Greece needs to achieve 16 specific reforms by the end of 2018 in which progress has been made but none has been completed, the European Commission said in its first enhanced surveillance report for the country, published on Wednesday.
The delays cover all six policy areas: fiscal structural reforms, social welfare, financial sector, labour market reforms, privatisation's and public administration and justice.
“To date, all of them are progressing but none has been yet completed,” the Commission said.
It added however that, in many instances, “it is not unexpected” that reforms with an end-year deadline have not been completed by mid-November, which is the cut-off date for this first enhanced surveillance report.
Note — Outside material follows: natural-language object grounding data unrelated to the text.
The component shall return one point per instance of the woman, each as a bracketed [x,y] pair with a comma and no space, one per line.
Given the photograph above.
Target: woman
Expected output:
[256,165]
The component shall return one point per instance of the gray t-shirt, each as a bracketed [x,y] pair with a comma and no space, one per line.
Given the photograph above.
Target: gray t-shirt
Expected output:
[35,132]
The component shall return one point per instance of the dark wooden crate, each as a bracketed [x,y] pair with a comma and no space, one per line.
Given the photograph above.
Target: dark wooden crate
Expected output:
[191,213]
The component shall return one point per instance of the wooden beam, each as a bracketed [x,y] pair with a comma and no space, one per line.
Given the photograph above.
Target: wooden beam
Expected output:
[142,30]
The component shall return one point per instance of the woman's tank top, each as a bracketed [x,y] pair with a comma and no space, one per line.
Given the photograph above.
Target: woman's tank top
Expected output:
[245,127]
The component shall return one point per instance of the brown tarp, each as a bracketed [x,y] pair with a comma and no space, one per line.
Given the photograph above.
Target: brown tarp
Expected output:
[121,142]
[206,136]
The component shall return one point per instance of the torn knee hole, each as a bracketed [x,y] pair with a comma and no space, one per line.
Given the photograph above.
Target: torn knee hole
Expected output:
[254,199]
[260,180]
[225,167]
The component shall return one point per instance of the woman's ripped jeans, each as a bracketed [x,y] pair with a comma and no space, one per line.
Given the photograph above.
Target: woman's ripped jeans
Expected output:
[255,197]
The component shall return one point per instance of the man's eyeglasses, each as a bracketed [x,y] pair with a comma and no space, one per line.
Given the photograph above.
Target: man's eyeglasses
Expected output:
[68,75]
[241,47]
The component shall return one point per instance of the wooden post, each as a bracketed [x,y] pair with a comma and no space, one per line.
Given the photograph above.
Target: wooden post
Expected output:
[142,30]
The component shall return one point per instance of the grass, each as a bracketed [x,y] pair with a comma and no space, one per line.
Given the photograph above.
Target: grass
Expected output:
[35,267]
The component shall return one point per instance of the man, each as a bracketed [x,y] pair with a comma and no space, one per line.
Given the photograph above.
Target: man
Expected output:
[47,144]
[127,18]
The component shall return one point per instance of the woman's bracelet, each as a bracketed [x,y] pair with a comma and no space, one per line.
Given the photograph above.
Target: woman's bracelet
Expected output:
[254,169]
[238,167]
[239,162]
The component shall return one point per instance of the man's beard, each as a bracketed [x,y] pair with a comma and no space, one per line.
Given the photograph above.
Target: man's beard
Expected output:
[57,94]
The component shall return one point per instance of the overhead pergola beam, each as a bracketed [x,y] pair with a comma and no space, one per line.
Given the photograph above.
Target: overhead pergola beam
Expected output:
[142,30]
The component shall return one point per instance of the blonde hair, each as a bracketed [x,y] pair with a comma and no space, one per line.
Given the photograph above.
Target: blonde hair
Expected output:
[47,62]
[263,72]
However, the Commission noted delays for several specific reforms that would “need to be addressed urgently” to ensure that all are completed as soon as possible and well before the issuance of the second enhanced surveillance report towards end of February 2019.
Those include the staffing of the independent revenue administration (IAPR), the clearance of arrears, the roll-out of the primary health care system and centralised health-care procurement, the legal framework of the NPE resolution tools – and in particular the household insolvency law – the secondary legislation to define the installation and operation licensing procedures for activities in the sector of environmental infrastructures, the transfer of the Olympic Centre to HCAP and the appointment of administrative secretaries.
The Commission also said it considers that the final package of measures to be included in the 2019 draft budget is “a balanced approach to meet agreed fiscal and economic goals in a manner that is also supportive of social inclusion.”